This study has shown that moderate global dietary reduction in pregnant rats leads to abnormal and steadily increasing diastolic, systolic and mean arterial blood pressure with age in male and female adult offspring. The young offspring and male adult offspring of the nutritionally deprived animals also demonstrated abnormalities of vascular function in isolated peripheral arteries. In addition, we have shown that remarkable changes occur in the peripheral artery vascular function as normal animals mature.

The 6% reduction in maternal body weight in the late gestation pregnant rats on the restricted diet was similar to a previous study in which maternal 50% isocaloric protein deprivation was also found to induce hypertension in the offspring (Langley & Jackson, 1994). The offspring in the present study, while small at birth (16% reduction in weight), were of similar weight to controls by 20 days of age. Earlier studies reporting an association between maternal nutritional deprivation and hypertension in the offspring have generally (Langley & Jackson, 1994, 1995; Woodall et al. 1996, 1999, Langley-Evans, 2000) but not always (Langley-Evans et al. 1996b) reported a reduction in birthweight, but this has varied widely from study to study. Maternal protein restriction in rats has been associated with accelerated catch-up growth (Langley-Evans & Jackson, 1995), but also persistent growth retardation (Desai et al. 1997). The weight profile in the present study (mild growth retardation with no accelerated catch-up phase), shared similarities with that reported in one investigation only, a study in which 60% protein restricted offspring were cross-fostered at birth with a dam on a normal diet (Desai et al.1997b).

The day-old pups of the restricted dams had smaller lungs but larger livers than controls. The smallness of the lungs may reflect immaturity and could have consequences for later respiratory function.

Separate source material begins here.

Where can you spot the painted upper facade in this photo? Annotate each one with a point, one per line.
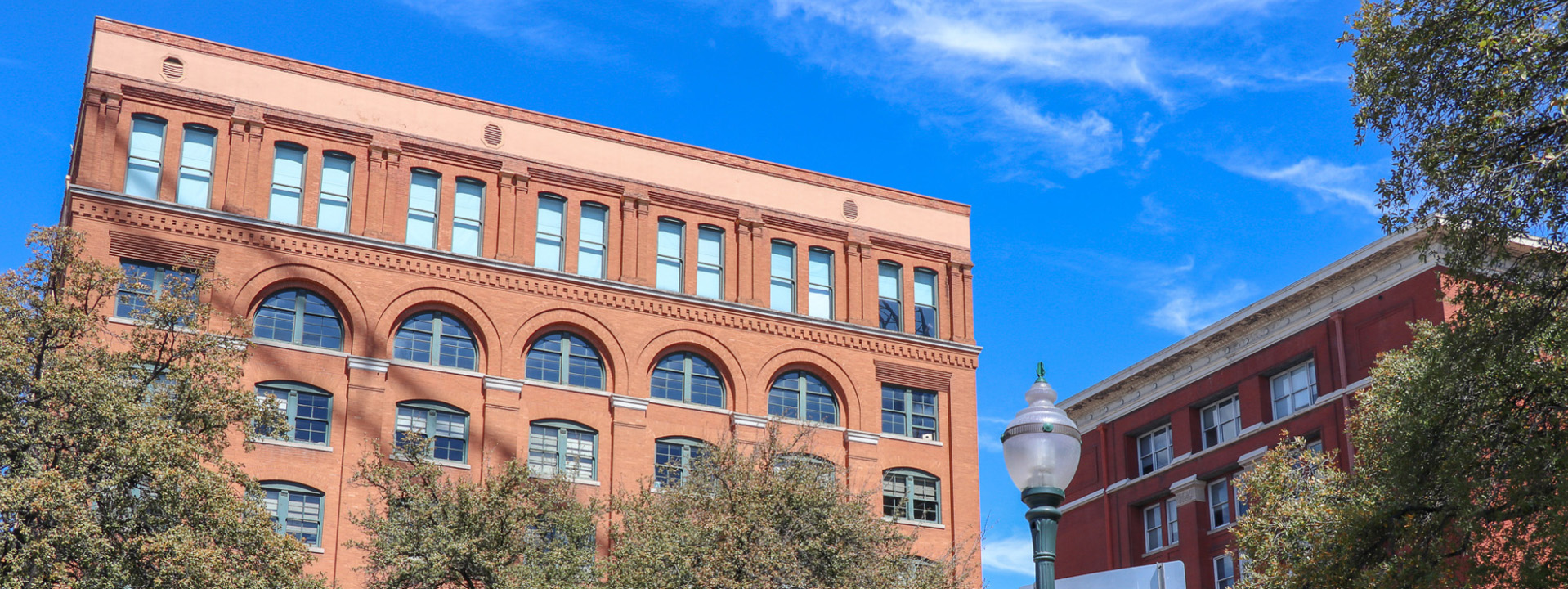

The increase in liver weight in the day-old offspring is of interest, as others (Langley Evans et al. 1995c; Ozanne et al. 1996, 1998; Desai et al. 1997a,b) have reported hepatic enzymatic changes in the offspring of protein restricted dams, although to our knowledge no increase in liver weight has been recorded. A reduction in kidney size, as observed in the 100-day-old males, has been reported in the offspring of protein-restricted rats (Langley-Evans et al. 1996c) and abnormalities in the renin-angiotensin system have been implicated in the raised blood pressure in these animals (Langley-Evans & Jackson, 1995a; Sherman & Langley-Evans, 1998). Of relevance, reduced nephron number has been associated with human fetal growth retardation (Hinchcliffe et al. 1992) and one study has recently reported an association of adulthood renal disease (Hoy et al. 1999) in low birth weight subjects.

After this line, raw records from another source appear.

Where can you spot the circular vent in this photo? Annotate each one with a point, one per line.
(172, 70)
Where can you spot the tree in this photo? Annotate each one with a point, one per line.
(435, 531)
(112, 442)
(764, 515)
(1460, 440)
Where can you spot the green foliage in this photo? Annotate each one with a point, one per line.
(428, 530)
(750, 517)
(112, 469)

The majority of studies in offspring of rats which have been nutritionally deprived in gestation have measured blood pressure with an external (tail-cuff) device in the conscious restrained animal, and have only reported systolic pressures. These have uniformally been raised (Langley & Jackson, 1994; Langley-Evans & Jackson, 1995; Langley-Evans et al. 1996b,c; Woodall et al. 1996, 1999; Gardner et al. 1997). Direct comparisons with the present study are hindered by differences in baseline pressures. In rats of a similar age to the 60-day-old group in this study, systolic blood pressure of controls measured by the tail-cuff method was 137 mmHg (Langley & Jackson, 1994) compared with 113 mmHg measured by femoral artery catheter reported here. Systolic pressures of the control rats in the present study were however similar to those recorded by a remote telemetric method in unrestrained conscious rats (Tonkiss et al. 1998). Nonetheless, diastolic pressures were higher (103 mmHg at 100 days vs. 89 mmHg in 96-day-old control male rats) suggesting a possible element of baseline stress, and again demonstrating variability amongst the different methods of measurement.

Despite differences in baseline pressures, the absolute elevation in systolic pressure observed in 60-day-old R males in this study was comparable to that in similarly aged offspring of protein-restricted (9% casein) animals (Langley & Jackson, 1994). Both observations contrast with the study of Tonkiss et al. (1998) which, using the telemetric method, reported only a minor elevation of basal diastolic blood pressure in the waking phase in offspring of rats fed a 6% casein diet. However, the offspring in that study demonstrated an enhanced pressor response to olfactory stress, evoked by the introduction of an ammonium hydroxide swab into the cage. In the light of these observations we cannot conclude whether the greater elevation in blood pressure in the nutritionally deprived offspring in this study compared to that of Tonkiss et al. (1998) is simply a reflection of the different dietary protocols used or the result of an altered response to stress.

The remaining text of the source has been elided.